Let Molokai Ranch handle Hale O Lono

Water Ways
Honolulu Star Bulletin (5/02/98)
By Ray Pendleton

Do you know where Hale O Lono is?

If you answered yes, you are probably a canoe paddler, a kayak paddler, a fisherman, or a sailer and have found refuge in that small, man-made harbor on the southwest corner of the island of Moloka`i.

Of course, Department of Land and Natural Resources and Molokai Ranch personnel know about Hale O Lono because the ranch, along with the Honolulu Construction and Dredging Company, have been leasing the property from the state for the past four decades.

As I learned from information provided to me by the Hawaii Boaters Political Action Association's Bill Mossman (the full text appears in this month's Hawaii Fishing News), the ranch and HC&D had originally built the harbor for shipping, primarily sand and rock from Moloka`i to O`ahu.

The original lease agreement with the Territory of Hawai`i, dated April 10, 1958, licensed them to construct and then maintain the harbor, breakwater, range lights, navigational aids, frontage site, wharf, and stockpiling area for a period of 40 years. They were also to provide access to the general public.

The state was to maintain control and supervision of the harbor and make all operational rules and regulations, and at the end of the lease, the property and all improvements would revert back to the state.

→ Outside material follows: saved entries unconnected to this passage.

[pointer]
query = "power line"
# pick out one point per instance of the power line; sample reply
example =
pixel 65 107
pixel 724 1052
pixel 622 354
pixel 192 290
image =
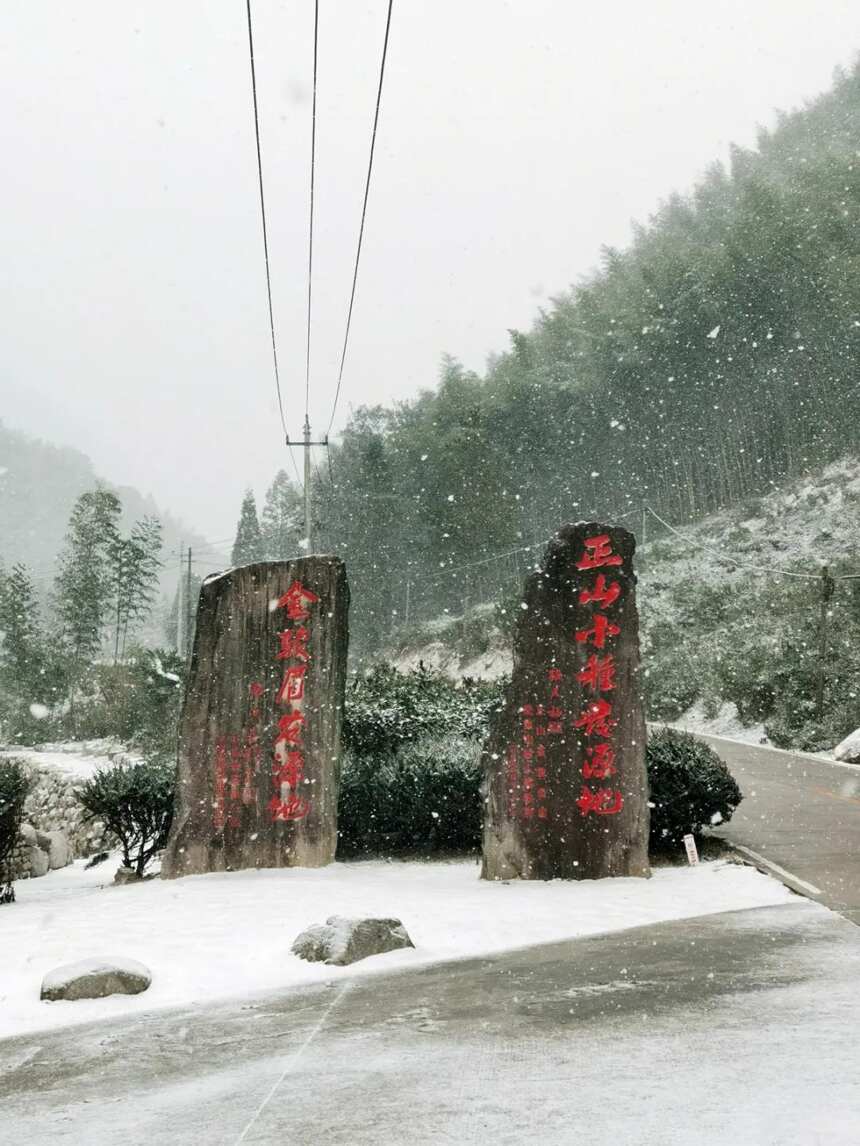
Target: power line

Last week, Hale O Lono was the subject of a senate hearing co-chaired by senators Randy Iwase and Malama Solomon. Under review was House Concurrent Resolution 103, which would "authorize the lease of both fast and submerged lands (there) for redevelopment, management and operation by a qualified private entity for recreational purposes."

As the Molokai Ranch is apparently the only "qualified private entity" interested in the harbor, Sen. Solomon directed her questioning to DLNR Chairman Mike Wilson, whose department has and will have the responsibility for looking out for the state's and the public's interest in such a lease.

After hearing testimony describing the harbor as needing repair and becoming a health hazard, she wanted to know why the DLNR had accepted the return of Hale O Lono from the ranch this year without ascertaining that it was in good condition, as stated in the conditions of lease imposed on the ranch 40 years ago.

Wilson indicated that he was not sure, and that unfortunately there was no one in attendance from the Division of Boating and Ocean Recreation to help, but he would have an answer for her by the following day. Apparently he hadn't noticed Dave Parsons, DBOR's recent administrator, sitting quietly back in the third row.

Perhaps because of the strong wording added by the House Committee on Ocean Recreation and Marine Resources directing the DLNR to ensure that the terms and conditions of the previous lease were met - along with provisions for the new lease - the Joint Senate Committees voted to pass the resolution.

With a party of the original lease now the intended new tenant, it would seem logical to give the go-ahead for a new agreement, provided that the DLNR takes the necessary steps to protect the public's interest and access.

Given the state's current dismal economic picture, almost any private sector project that would promise to improve even one small portion of our maritime infrastructure would seem to be almost too much to hope for.

Quick - let the Molokai Ranch do it before it changes its mind.